Working Groups (WG) will comprise a small number of international experts to address specific issues relevant to the IAIC. These groups will hold virtual meetings and retain responsibility for focused discussions on topics of primary importance to the IAIC. This includes helping to identify issues that have not already identified, inviting in people who can contribute in meaningful ways, and keeping notes of relevant discussions for reference and communication to others, including the broader public. These groups serve as a means to identify key contributors for involvement in the IAIC and as a way to dynamically respond to new and changing community needs and interests.
For more information on current Working Groups, please visit the Working Groups page.
Background information for IAIC Development
The North American Arabidopsis Steering Committee (NAASC) and the Multinational Arabidopsis Steering Committee (MASC) held workshops in spring of 2010 to consider the future bioinformatics needs of the Arabidopsis community as well as other communities that depend vitally on Arabidopsis resources. Each workshop consisted of 30+ participants with expertise in plant biology as well as database use, curation and development. The workshops were organized in response to growing recognition by the Arabidopsis community and funding agencies of the need for a single data management infrastructure. Specifically, the technological, financial, and organizational sustainability of a community-oriented international Arabidopsis informatics consortium were discussed.
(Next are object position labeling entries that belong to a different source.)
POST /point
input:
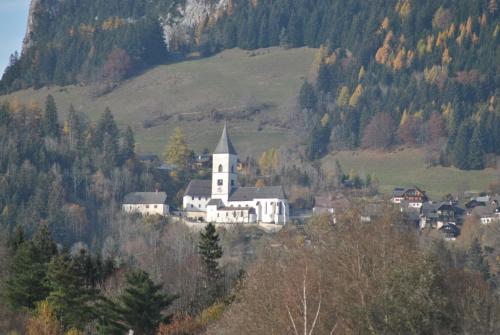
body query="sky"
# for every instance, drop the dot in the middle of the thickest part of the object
(13, 21)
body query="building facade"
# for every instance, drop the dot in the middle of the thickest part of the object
(221, 200)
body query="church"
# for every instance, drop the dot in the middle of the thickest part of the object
(221, 200)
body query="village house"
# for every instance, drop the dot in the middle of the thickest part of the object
(413, 196)
(438, 214)
(221, 200)
(146, 203)
(331, 204)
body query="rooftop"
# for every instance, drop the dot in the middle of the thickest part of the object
(251, 193)
(199, 188)
(139, 198)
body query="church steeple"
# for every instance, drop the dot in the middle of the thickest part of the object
(225, 146)
(224, 161)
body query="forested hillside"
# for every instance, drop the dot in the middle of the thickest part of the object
(426, 72)
(82, 41)
(388, 71)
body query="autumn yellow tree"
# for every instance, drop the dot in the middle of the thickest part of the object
(177, 151)
(44, 321)
(446, 59)
(343, 97)
(356, 95)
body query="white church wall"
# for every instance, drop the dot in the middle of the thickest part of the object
(194, 203)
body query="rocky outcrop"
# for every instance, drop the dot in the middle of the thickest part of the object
(36, 7)
(180, 24)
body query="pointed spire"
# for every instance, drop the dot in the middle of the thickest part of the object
(225, 146)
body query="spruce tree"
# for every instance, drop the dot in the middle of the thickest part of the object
(26, 285)
(140, 308)
(307, 96)
(210, 252)
(67, 290)
(50, 123)
(476, 260)
(476, 152)
(128, 145)
(461, 148)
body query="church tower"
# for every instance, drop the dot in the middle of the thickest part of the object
(224, 175)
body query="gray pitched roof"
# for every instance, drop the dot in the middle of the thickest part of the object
(140, 198)
(225, 146)
(215, 202)
(199, 188)
(250, 193)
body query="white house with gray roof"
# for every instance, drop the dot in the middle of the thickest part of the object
(146, 203)
(220, 200)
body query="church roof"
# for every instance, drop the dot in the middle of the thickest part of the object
(251, 193)
(199, 188)
(144, 198)
(225, 146)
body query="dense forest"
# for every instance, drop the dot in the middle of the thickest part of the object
(77, 41)
(64, 241)
(387, 72)
(427, 72)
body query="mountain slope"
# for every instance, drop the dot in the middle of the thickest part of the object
(251, 87)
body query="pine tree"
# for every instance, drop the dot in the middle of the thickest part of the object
(140, 308)
(476, 152)
(128, 146)
(476, 260)
(26, 285)
(67, 290)
(210, 252)
(461, 147)
(106, 126)
(177, 152)
(44, 321)
(50, 123)
(307, 96)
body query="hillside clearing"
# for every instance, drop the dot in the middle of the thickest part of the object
(185, 93)
(407, 168)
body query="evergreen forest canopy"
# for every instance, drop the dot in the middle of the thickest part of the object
(426, 72)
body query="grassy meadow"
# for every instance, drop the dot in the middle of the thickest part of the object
(407, 168)
(184, 93)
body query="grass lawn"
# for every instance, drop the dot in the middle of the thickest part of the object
(407, 168)
(227, 82)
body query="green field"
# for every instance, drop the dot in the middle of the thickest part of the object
(407, 168)
(183, 94)
(228, 82)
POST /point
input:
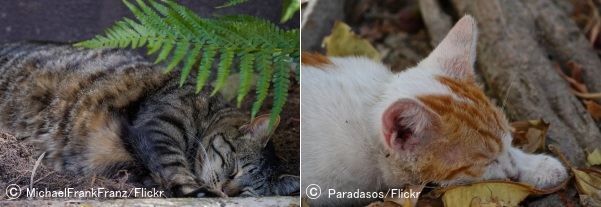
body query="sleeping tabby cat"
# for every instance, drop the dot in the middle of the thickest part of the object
(104, 110)
(365, 128)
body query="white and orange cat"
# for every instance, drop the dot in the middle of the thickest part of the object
(366, 128)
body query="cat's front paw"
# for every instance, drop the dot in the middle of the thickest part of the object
(191, 190)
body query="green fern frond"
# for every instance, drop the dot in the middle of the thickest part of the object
(246, 74)
(281, 82)
(205, 68)
(223, 69)
(231, 3)
(187, 68)
(288, 9)
(181, 37)
(265, 71)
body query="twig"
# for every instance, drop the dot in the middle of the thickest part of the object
(35, 167)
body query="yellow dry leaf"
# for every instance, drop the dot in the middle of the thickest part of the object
(588, 182)
(344, 42)
(490, 193)
(594, 158)
(587, 200)
(529, 135)
(509, 193)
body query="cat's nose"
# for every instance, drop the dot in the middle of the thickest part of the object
(514, 178)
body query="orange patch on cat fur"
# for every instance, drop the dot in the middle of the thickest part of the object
(315, 60)
(463, 119)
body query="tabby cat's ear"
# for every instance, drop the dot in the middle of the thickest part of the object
(456, 53)
(407, 125)
(257, 128)
(286, 185)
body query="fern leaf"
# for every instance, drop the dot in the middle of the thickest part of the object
(155, 46)
(187, 68)
(223, 70)
(288, 9)
(165, 50)
(281, 82)
(231, 3)
(178, 55)
(204, 70)
(265, 71)
(246, 74)
(177, 23)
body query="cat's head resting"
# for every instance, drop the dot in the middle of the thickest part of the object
(445, 129)
(250, 167)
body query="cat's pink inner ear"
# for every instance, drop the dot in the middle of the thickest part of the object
(406, 124)
(456, 53)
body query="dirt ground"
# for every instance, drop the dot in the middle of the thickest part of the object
(17, 161)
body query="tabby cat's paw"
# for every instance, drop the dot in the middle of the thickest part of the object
(189, 190)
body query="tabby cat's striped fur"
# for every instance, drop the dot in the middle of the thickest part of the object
(100, 111)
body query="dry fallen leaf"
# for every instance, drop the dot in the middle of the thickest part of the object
(594, 158)
(490, 193)
(588, 181)
(343, 42)
(529, 135)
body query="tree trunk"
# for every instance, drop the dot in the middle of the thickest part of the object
(518, 44)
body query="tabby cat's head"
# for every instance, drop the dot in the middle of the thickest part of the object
(245, 164)
(443, 128)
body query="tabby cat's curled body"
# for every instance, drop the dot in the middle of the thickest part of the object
(100, 111)
(364, 127)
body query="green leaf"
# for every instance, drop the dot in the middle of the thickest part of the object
(165, 50)
(231, 3)
(288, 9)
(204, 70)
(281, 83)
(223, 69)
(178, 34)
(265, 70)
(178, 55)
(246, 74)
(190, 60)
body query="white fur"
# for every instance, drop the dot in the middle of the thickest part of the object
(342, 144)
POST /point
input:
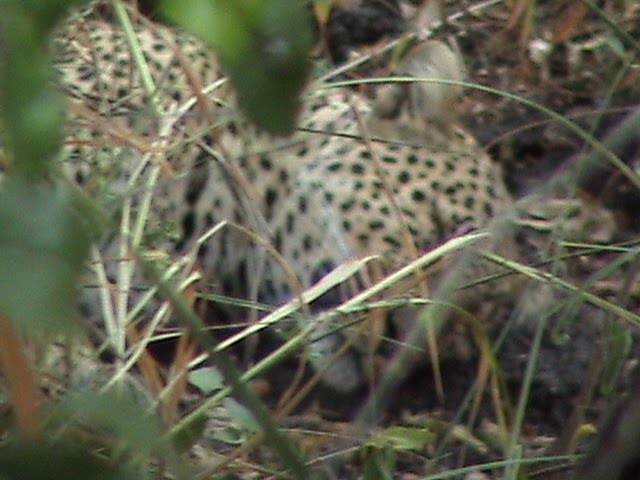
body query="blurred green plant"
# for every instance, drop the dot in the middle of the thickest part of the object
(263, 47)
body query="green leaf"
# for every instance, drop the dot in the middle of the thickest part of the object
(32, 109)
(263, 46)
(43, 245)
(403, 438)
(120, 413)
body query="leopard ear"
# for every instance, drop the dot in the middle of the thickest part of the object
(430, 63)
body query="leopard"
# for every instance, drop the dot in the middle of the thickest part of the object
(183, 175)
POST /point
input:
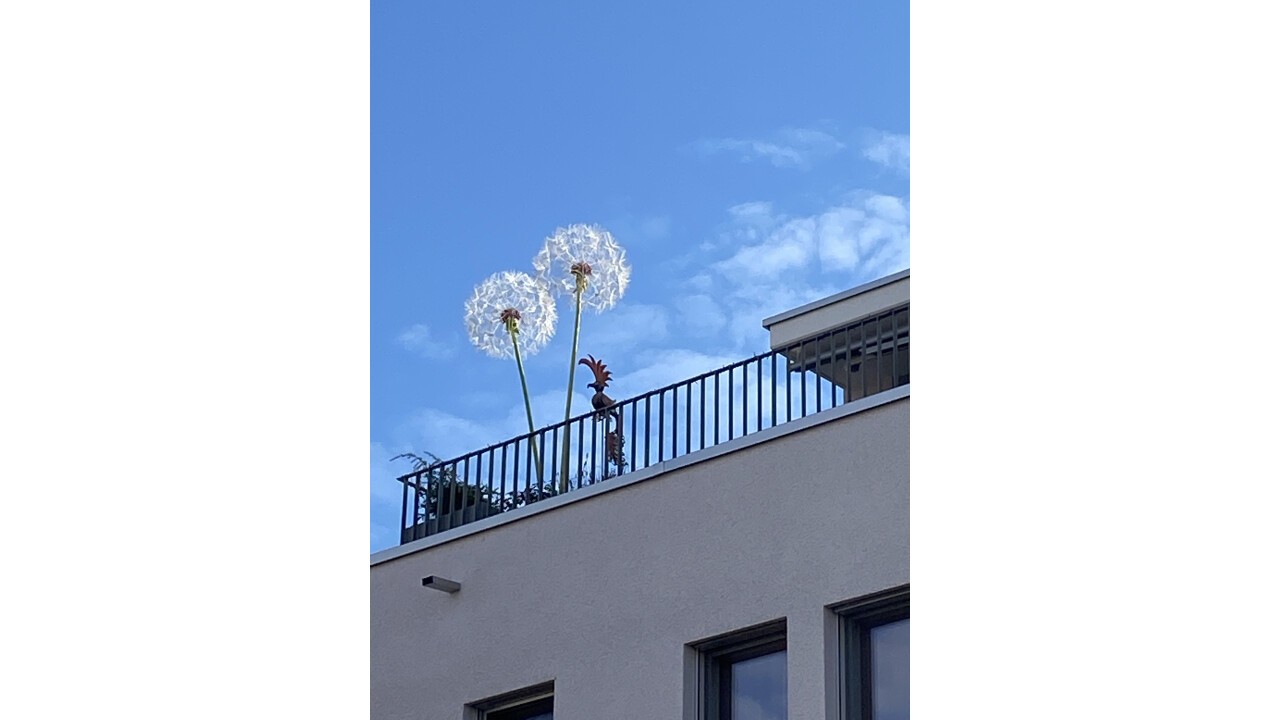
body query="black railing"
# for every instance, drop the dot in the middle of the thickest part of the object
(814, 374)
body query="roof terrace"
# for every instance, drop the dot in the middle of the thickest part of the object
(823, 355)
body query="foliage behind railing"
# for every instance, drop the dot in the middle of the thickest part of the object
(814, 374)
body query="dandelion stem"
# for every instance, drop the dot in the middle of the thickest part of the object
(529, 409)
(572, 365)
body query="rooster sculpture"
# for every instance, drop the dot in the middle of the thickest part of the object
(599, 401)
(604, 408)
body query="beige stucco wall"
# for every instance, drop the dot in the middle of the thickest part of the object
(603, 595)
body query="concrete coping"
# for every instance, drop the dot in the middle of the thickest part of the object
(649, 473)
(833, 299)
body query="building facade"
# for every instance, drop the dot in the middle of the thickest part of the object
(744, 555)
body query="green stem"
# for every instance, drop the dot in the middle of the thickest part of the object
(572, 365)
(529, 409)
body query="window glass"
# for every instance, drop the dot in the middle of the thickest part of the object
(759, 688)
(538, 710)
(891, 670)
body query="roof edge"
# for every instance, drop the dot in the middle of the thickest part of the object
(837, 297)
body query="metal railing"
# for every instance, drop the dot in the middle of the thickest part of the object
(818, 373)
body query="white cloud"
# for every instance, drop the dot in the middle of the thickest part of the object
(419, 340)
(700, 314)
(791, 147)
(624, 327)
(872, 238)
(786, 247)
(891, 150)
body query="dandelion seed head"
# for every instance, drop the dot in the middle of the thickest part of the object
(586, 251)
(510, 296)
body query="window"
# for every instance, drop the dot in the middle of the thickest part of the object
(744, 674)
(876, 656)
(529, 703)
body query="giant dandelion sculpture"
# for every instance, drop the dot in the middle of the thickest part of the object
(585, 263)
(510, 311)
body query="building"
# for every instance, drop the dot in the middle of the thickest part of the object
(743, 552)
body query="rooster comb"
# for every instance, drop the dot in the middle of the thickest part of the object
(602, 376)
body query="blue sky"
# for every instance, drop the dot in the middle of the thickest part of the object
(749, 158)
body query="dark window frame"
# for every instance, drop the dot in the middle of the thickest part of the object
(718, 655)
(525, 702)
(856, 619)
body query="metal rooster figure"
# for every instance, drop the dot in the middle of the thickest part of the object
(603, 406)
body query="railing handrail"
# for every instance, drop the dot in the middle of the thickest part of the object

It was recognized that cohesive, cooperative, and long-term international collaboration will be critical to successfully maintain an Arabidopsis database infrastructure that is essential for plant biology research worldwide.
The primary outcomes of the workshops were agreements that there is:
- a continued need for a central Arabidopsis information resource which, in the future, should be part of a larger infrastructure that would be dynamic and responsive to new directions in plant biology research;
- a strong justification and incentive to expand the current informatics structure into an international organization, the International Arabidopsis Informatics Consortium (IAIC). This larger infrastructure was envisioned to consist of a distributed system of data, tools and resources, accessed via a single point and funded by a variety of sources, under shared international management and a scientific advisory board. The IAIC would need to be dynamic and represent the evolving needs and capacities of the community while reflecting the funding interests of the respective countries.
Further details of the workshops and their outcomes can be found in the Plant Cell commentary published by workshop participants.